The technical challenges were pretty daunting - the project involved migrating over 800 dashboards, 300 microservices and 2.2 billion active time series. We would commend this article not just for its technical insights but also for taking a warts-and-all approach in documenting some of the technical limitations of the VM solution.
Grafana dashboards have been put to all sorts of uses over the years - for everything from space missions to monitoring milk production. In this fun but highly informative article Ivana Huckova and Sven Grossman walk us through building an observability system for bird song. Whilst this might sound slightly quirky, the techniques could be applied to all manner of applications which need to record and analyse audio inputs.
The article is a great showcase for a number of Grafana capabilities - including installing Alloy on a Raspberry Pi and adding context to Dashboard data by dynamically query sources such as Wikipaedia and the Open-Meteo weather information service.
Stories about Uber architecture always seem to be interesting, not least because they always involve technology at huge scale - such as this trillion record migration from DynamoDB. This article, however, is actually interesting on a number of levels. As well of being of technical interest it also provides some fascinating insight into internal team topologies and management processes - which are also fundamentally important aspects of managing observability at scale.

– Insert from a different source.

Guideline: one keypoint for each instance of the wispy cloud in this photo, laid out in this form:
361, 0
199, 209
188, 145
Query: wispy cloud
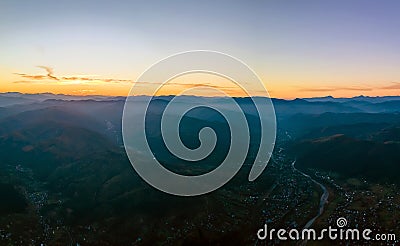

Whilst most organisations will only operate at a fraction of Uber’s scale, every organisation is seeking to minimise costs and improve service to users, and the article provides a number of insights which would be of interest to most observability practitioners.
A survey carried out by McKinsey in 2021 found that 57% of respondents were already using Machine Learning to support at least one business function. ML is no longer a niche concern but is becoming a core component of development and CI/CD practices. As this post from the Datadog blog notes, the efficacy of ML models will inevitably degrade over time, so monitoring their performance and reliability is critical. The article really drives home the point that ML is a domain with its own specific behaviours, and effective monitoring requires building out new processes, metrics and even infrastructure to cover issues such as Data Drift, Prediction Drift and Concept Drift. Whilst the article does use some specialist terms, it is a highly readable and practical guide to the subject of ML monitoring.